Is it possible for ammonia to be detected by a 1D-1H-NOESY experiment?

  • $\begingroup$ Are you trying to irradiate at the ammonia 1H frequency? What are you expecting to see? $\endgroup$ Feb 1, 2013 at 17:35
  • $\begingroup$ No. I want to check it's concentration in a sample. $\endgroup$
    – user1174
    Feb 1, 2013 at 18:05
  • $\begingroup$ Then why are you measuring a NOESY, and not a regular 1D? $\endgroup$ Feb 1, 2013 at 18:07
  • $\begingroup$ Because I use a software to handle the spectra which is based on NOESYs. Their spectra database was built using NOESYs, and they don't guarantee reliable quantification with another pulse seq. $\endgroup$
    – user1174
    Feb 4, 2013 at 0:22
  • $\begingroup$ I've updated my answer, you're likely using a different NOESY than the one I explained previously. $\endgroup$ Feb 4, 2013 at 9:38

2 Answers 2


In the 1H,1H-NOESY experiment you are using the nuclear Overhauser effect to transfer magnetization from one proton to another proton in close proximity (< 5 Å). This only works within a single molecule, unless you have a reasonably stable complex you can't observe signals in the NOESY between protons of different molecules in your solution.
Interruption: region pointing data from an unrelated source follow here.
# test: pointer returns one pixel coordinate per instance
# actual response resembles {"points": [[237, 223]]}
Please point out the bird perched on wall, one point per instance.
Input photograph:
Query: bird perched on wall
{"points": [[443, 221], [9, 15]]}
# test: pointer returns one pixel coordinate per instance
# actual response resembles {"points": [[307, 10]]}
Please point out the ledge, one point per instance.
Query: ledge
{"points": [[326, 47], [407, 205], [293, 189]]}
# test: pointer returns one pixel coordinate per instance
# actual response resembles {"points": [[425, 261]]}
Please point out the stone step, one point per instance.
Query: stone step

Ammonia has three protons which are at least chemically equivalent, their signals will appear at the same chemical shift. In a 1D NOESY you irradiate at the frequency of a specific proton and then observe the transferred magnetization at other frequencies. You can't observe magnetization transfer between protons at the same frequency that way, as your irradiation will destroy any signal at this specific frequency.
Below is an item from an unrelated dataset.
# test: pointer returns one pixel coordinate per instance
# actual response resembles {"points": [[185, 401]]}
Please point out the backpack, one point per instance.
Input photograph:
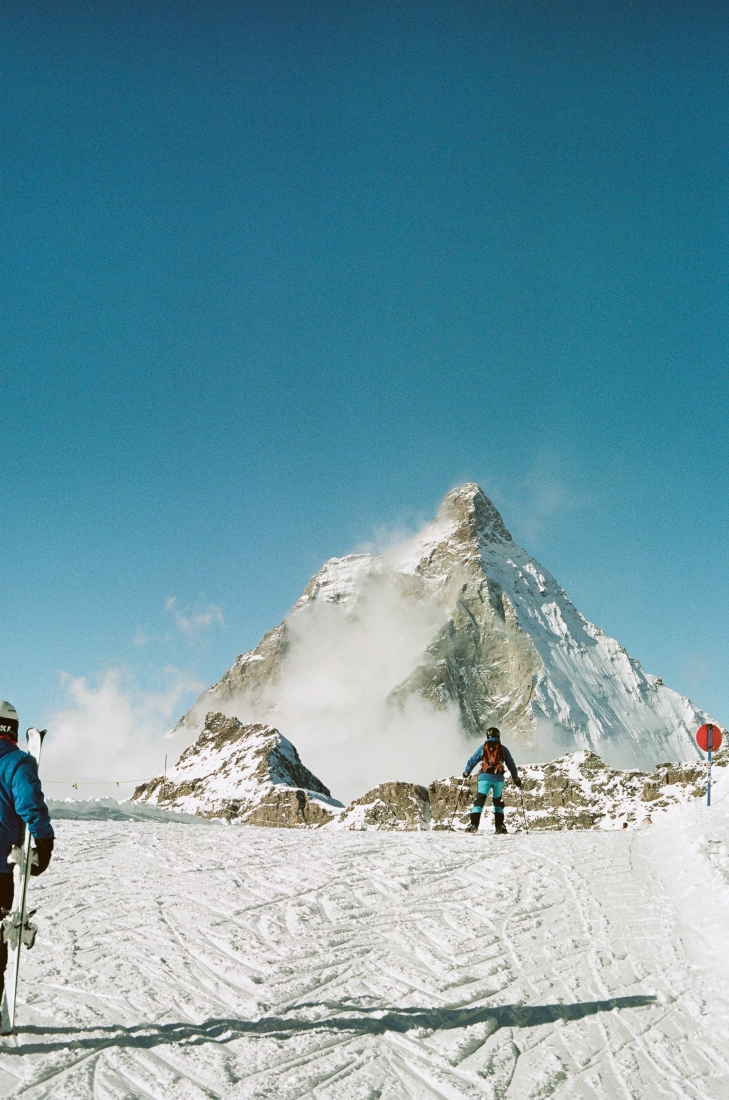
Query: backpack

You can ignore the explanation above, as the NOESY experiment you are using is different. In metabolomics the NOESY 1D is used for water suppression, this is a different experiment than the 1D NOESY I explained above.

The common variant of this I found also uses presaturation to suppress water. This presaturation will also affect all signals that exchange quickly with the solvent, and the protons of ammonia are exchanging with water. So I would expect the ammonia signal to be far weaker or even not visible in such an experiment.
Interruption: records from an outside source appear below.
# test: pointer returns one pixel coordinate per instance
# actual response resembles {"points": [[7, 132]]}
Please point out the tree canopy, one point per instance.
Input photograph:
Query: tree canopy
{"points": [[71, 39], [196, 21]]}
If you want to observe ammonia, you have to use a water suppression method that doesn't affect exchanging protons.

  • $\begingroup$ So, additional info: I'm talking about a complex mixture with lots of compounds to be quantified. Ammonia is just one of them. And it's 1(one) dimensional proton NMR. $\endgroup$
    – user1174
    Feb 1, 2013 at 18:16
  • $\begingroup$ Multiple compounds don't change anything about my answer, but I'm really wondering why you are measuring a NOESY in this case. It doesn't seem to make any sense, are you sure you are not mistaken about the type of experiment you want to run? $\endgroup$ Feb 1, 2013 at 18:59

First off, NOESY is a tool that gives information more useful for structure determination and confirmation (as Mad Scientist has explained). A simple and quick 1H NMR experiment should be enough to quantify your compounds assuming you have sufficient peak resolution (often a problem with multiple compound quantification).

How do you know that you cannot detect the ammonia? Where do you expect to find its peak (I believe it is a triplet found around 0 ppm, depending on solvent/conditions)?. Remember that the chemical shift may be affected by temperature, concentration, or hydrogen bonding, so it may not be where you expect to find it.

I suspect your problem could also be with the deuterated solvent you use to prepare samples. For example, if you are using D2O, you will not see any OH, NH (ammonia), or SH protons as they will rapidly exchange with deuterium from the solvent, effectively making your ammonia "invisible". You may try to dissolve your compounds in deuterated solvents that do not exchange as readily (CDCl3, DMSO-d6).

Another possibility which I already mentioned is your peak resolution. If you have multiple compounds in this sample at various concentrations then you will likely have many peaks where the ammonia signal could "hide" under, so be careful there as well.

I have found by experience that when trying to quantify mixtures in 1H NMR (especially as part of a routine) it is extremely valuable to first collect a reference spectrum of each individual compound (when possible) using identical preparation techniques and experimental conditions in order to make peak identification and quantification of mixtures a breeze.

Hope this helps you sort out your problem!